If Bob is setting up the repository structure for PROD1 and wants to include SHARED2, how can he know what dependencies are required for SHARED2? With my structure, he would have to manually clone (or browse on the server) the SHARED2_SLN repo and either look in the libs folder, or peak at the .hgsub file to determine what dependencies he needs to include. Ideally this would be automated. If I include SHARED2 in my product, SHARED1 and NLog are auto-magically included too, notifying me if there is version conflict with some other dependency (see question 2 above).
Is mercurial the correct solution?
Is there a better mercurial structure?
Is this a valid use for subrepos (i.e. Mercurial developers marked subrepos as a feature of last resort)?

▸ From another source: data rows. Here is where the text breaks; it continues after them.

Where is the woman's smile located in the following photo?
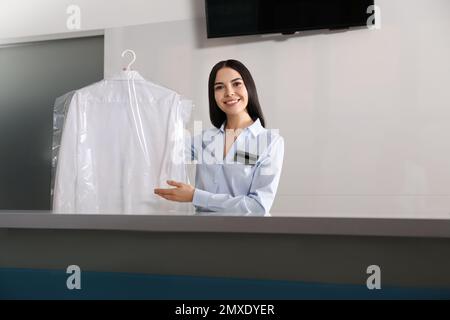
[224,99,241,107]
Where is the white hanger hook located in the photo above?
[122,49,136,71]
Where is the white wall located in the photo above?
[105,0,450,217]
[0,0,204,40]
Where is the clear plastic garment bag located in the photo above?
[53,71,194,215]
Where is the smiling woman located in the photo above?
[155,60,284,215]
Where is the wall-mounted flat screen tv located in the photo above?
[205,0,374,38]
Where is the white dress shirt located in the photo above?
[53,71,193,214]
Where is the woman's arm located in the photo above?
[192,136,284,213]
[155,136,284,214]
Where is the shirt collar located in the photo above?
[107,70,145,80]
[219,118,264,137]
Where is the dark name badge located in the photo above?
[234,150,259,165]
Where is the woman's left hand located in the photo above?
[154,180,195,202]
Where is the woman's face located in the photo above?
[214,68,248,116]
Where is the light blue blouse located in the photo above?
[191,119,284,215]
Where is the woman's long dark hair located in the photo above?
[208,60,266,128]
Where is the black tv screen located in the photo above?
[206,0,374,38]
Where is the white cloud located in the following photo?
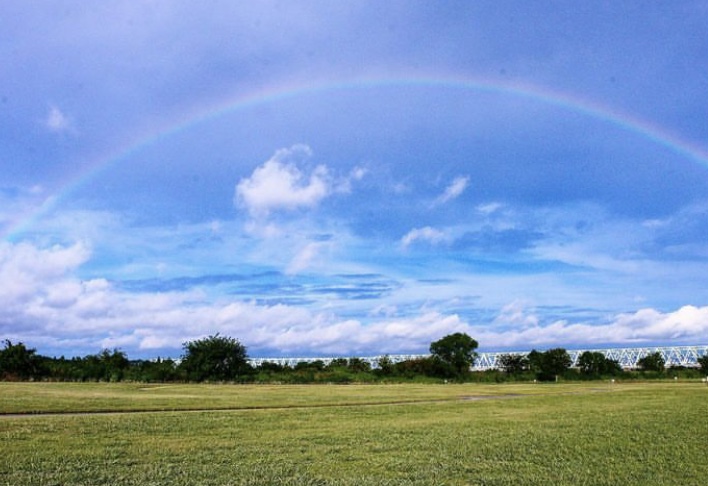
[235,145,332,216]
[285,242,328,275]
[0,243,708,355]
[44,105,74,133]
[401,226,449,248]
[476,202,504,216]
[435,176,470,205]
[471,306,708,350]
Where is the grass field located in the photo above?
[0,382,708,486]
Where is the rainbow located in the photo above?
[5,75,708,241]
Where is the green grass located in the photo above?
[0,382,708,485]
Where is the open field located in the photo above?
[0,382,708,485]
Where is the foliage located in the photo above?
[698,354,708,375]
[430,332,479,377]
[578,351,622,377]
[637,351,666,373]
[180,333,250,382]
[0,339,45,380]
[497,354,529,375]
[527,348,573,381]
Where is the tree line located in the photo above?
[0,333,708,383]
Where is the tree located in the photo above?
[180,333,250,381]
[430,332,478,376]
[637,351,666,373]
[497,354,529,375]
[578,351,622,376]
[0,339,44,380]
[539,348,573,381]
[698,354,708,375]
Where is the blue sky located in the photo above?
[0,1,708,357]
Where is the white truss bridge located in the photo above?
[249,345,708,371]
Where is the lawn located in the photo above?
[0,382,708,485]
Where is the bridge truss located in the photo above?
[249,345,708,371]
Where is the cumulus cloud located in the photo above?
[0,242,708,355]
[401,226,449,248]
[44,105,74,133]
[235,145,332,216]
[434,176,470,205]
[473,305,708,350]
[285,242,328,275]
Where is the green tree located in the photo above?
[0,339,44,380]
[430,332,478,376]
[374,354,395,376]
[497,354,529,375]
[578,351,622,377]
[698,354,708,375]
[637,351,666,373]
[539,348,573,381]
[347,358,371,373]
[180,333,250,381]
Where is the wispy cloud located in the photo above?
[433,176,470,206]
[401,226,449,248]
[44,105,76,133]
[235,145,331,216]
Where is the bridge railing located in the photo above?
[249,345,708,371]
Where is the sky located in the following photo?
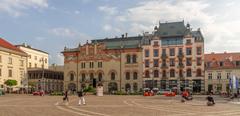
[0,0,240,65]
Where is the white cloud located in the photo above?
[98,6,118,15]
[0,0,48,17]
[48,27,92,40]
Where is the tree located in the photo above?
[4,79,17,93]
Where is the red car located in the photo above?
[33,91,44,96]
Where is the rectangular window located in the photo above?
[145,60,149,67]
[153,59,158,67]
[217,73,221,79]
[145,50,149,57]
[186,58,192,66]
[98,62,102,68]
[153,49,158,57]
[8,57,12,64]
[178,48,183,54]
[208,73,212,80]
[197,58,202,66]
[8,69,12,77]
[162,49,167,55]
[197,47,202,55]
[219,61,223,67]
[153,41,158,46]
[170,48,175,56]
[20,60,24,66]
[236,61,240,66]
[186,48,192,55]
[186,39,192,44]
[170,58,175,66]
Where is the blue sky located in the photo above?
[0,0,240,64]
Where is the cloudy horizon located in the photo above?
[0,0,240,64]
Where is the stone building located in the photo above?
[62,34,142,93]
[16,43,48,69]
[142,21,204,93]
[205,52,240,94]
[28,68,63,92]
[0,38,27,90]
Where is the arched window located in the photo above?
[111,72,115,80]
[82,73,86,82]
[90,73,94,81]
[98,73,102,81]
[133,72,138,80]
[145,70,150,78]
[126,72,130,80]
[132,54,137,63]
[197,69,202,77]
[187,69,192,77]
[170,69,175,77]
[179,69,183,77]
[70,73,74,81]
[162,70,167,77]
[127,54,131,64]
[153,70,159,77]
[133,83,138,92]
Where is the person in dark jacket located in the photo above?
[78,89,86,105]
[63,90,69,105]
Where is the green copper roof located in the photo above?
[155,21,188,37]
[92,36,142,49]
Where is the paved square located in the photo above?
[0,95,240,116]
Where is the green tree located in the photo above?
[4,79,17,91]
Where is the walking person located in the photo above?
[78,89,86,105]
[63,90,69,105]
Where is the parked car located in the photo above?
[33,91,44,96]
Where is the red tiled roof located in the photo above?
[204,53,240,62]
[0,38,25,54]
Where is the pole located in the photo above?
[76,53,79,91]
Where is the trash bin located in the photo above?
[97,86,103,96]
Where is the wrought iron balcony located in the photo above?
[161,54,168,59]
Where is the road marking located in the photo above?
[67,106,110,116]
[56,106,93,116]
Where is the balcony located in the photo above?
[161,63,168,68]
[178,53,184,59]
[161,54,167,59]
[178,63,184,68]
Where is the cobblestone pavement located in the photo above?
[0,95,240,116]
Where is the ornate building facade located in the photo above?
[62,22,204,93]
[62,36,142,93]
[205,52,240,94]
[0,38,27,90]
[142,22,204,93]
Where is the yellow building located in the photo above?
[142,21,204,93]
[0,38,27,90]
[62,36,142,93]
[16,43,48,69]
[205,52,240,94]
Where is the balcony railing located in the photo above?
[161,63,168,68]
[161,54,168,59]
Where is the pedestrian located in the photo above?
[78,89,86,105]
[63,90,69,105]
[206,93,215,106]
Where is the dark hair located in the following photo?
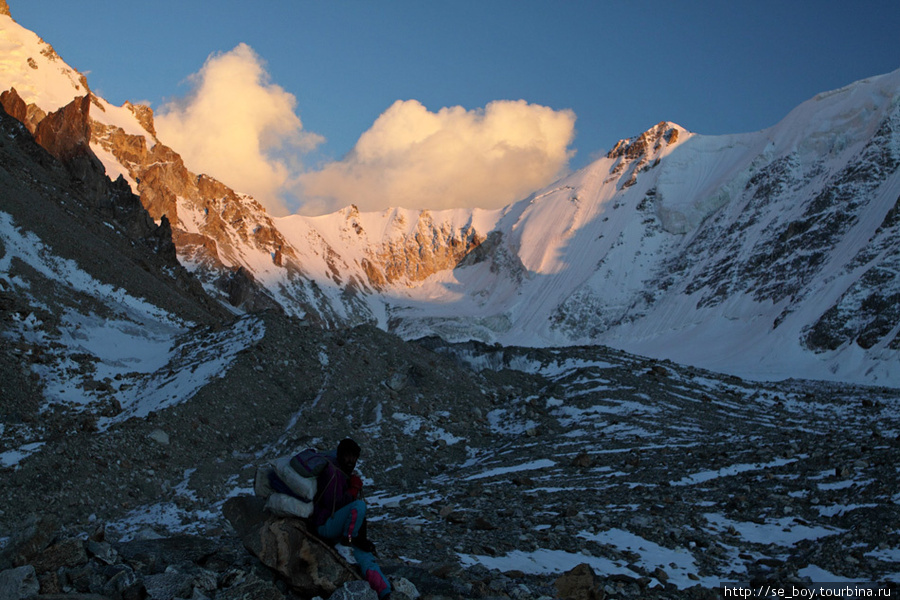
[338,438,362,456]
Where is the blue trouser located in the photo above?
[319,500,391,598]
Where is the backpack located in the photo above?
[290,448,337,477]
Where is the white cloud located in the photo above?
[299,100,575,214]
[155,44,323,214]
[155,44,575,215]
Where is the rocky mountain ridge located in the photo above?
[0,5,900,385]
[0,7,900,600]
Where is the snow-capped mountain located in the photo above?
[384,71,900,385]
[0,3,900,386]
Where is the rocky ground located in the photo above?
[0,315,900,598]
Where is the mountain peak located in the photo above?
[606,121,685,159]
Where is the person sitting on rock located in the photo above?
[310,438,391,599]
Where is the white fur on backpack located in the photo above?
[266,493,313,519]
[253,465,275,498]
[274,457,316,500]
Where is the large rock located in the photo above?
[116,535,219,574]
[328,581,378,600]
[0,515,58,569]
[0,565,40,600]
[223,496,362,597]
[556,563,606,600]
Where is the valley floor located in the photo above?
[0,322,900,598]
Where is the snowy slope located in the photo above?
[0,9,900,385]
[384,71,900,385]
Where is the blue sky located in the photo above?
[8,0,900,214]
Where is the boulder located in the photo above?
[0,515,57,569]
[116,535,219,574]
[223,496,360,597]
[31,538,88,574]
[328,581,378,600]
[555,563,606,600]
[0,565,40,600]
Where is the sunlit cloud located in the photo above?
[155,44,324,215]
[156,44,575,215]
[299,100,575,214]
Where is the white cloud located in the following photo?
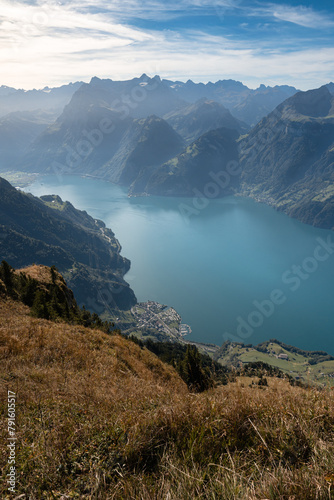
[0,0,334,89]
[255,4,334,29]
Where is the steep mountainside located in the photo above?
[0,82,82,116]
[0,111,57,171]
[17,103,184,185]
[130,128,239,197]
[0,272,334,500]
[163,80,297,126]
[164,98,248,144]
[0,178,136,313]
[240,86,334,228]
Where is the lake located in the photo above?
[25,175,334,354]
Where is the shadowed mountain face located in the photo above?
[163,80,297,126]
[240,86,334,228]
[164,98,249,144]
[0,110,57,171]
[130,128,239,197]
[0,82,82,116]
[0,178,136,313]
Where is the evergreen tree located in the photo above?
[179,345,212,392]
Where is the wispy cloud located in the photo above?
[0,0,334,88]
[253,4,334,29]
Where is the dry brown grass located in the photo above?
[0,294,334,500]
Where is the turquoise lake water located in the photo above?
[26,176,334,354]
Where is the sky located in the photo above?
[0,0,334,90]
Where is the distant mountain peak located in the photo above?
[278,85,334,118]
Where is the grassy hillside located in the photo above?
[0,269,334,500]
[213,339,334,386]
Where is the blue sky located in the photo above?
[0,0,334,90]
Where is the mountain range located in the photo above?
[0,74,334,228]
[239,86,334,229]
[0,178,136,313]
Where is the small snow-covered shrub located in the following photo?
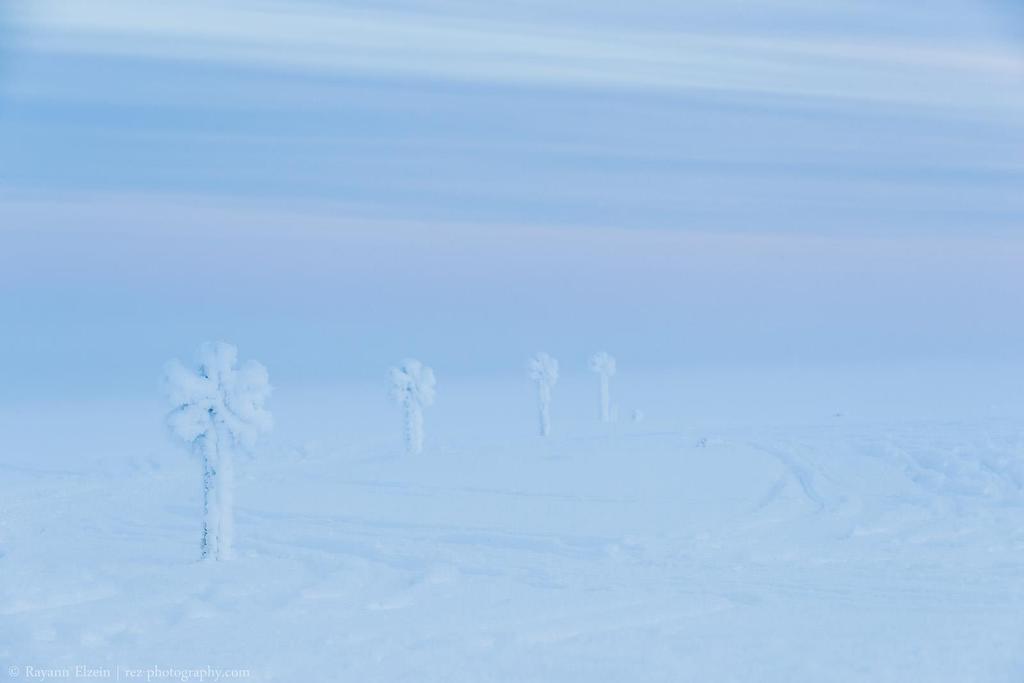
[526,351,558,436]
[590,351,615,422]
[390,358,437,454]
[163,342,272,560]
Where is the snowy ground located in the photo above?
[0,369,1024,683]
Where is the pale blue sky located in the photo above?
[0,0,1024,392]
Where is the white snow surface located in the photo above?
[0,368,1024,683]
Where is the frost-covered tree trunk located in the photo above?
[601,375,611,422]
[526,351,558,436]
[403,398,423,453]
[390,358,437,454]
[164,343,271,560]
[590,351,615,422]
[537,384,551,436]
[202,427,234,560]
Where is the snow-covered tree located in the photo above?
[391,358,436,454]
[163,342,272,560]
[590,351,615,422]
[526,351,558,436]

Does it make sense to use mercurial for dependency management? We could use yet another tool for dependency management (maybe an internal NuGet feed?). While this would work well for 3rd party dependencies, it really would create a hassle for internally developed components (i.e. if they are actively developed, developers would have to constantly update the feed, we would have to serve them internally, and it would not allow components to be modified by a consuming project (Note 8 and Question 2).
Do you have better a solution for Enterprise .NET software projects?
I have read several SO questions and found this one to be helpful, but the accepted answer suggests using a dedicated tool for dependencies. While I like the features of such a tool it does not allowed for dependencies to be modified and committed from a consuming project (see Bigger Question 4).
This may not be the answer you were looking for, but we have recent experience of novice Mercurial users using sub-repos, and I've been looking for an opportunity to pass on our experience...
In summary, my advice based on experience is: however appealing Mercurial sub-repos may be, do not use them. Instead, find a way to lay out your directories side-by-side, and to adjust your builds to cope with that.
However appealing it seems to be to tie together revisions in the sub-repo with revisions in the parent repo, it just doesn't work in practice.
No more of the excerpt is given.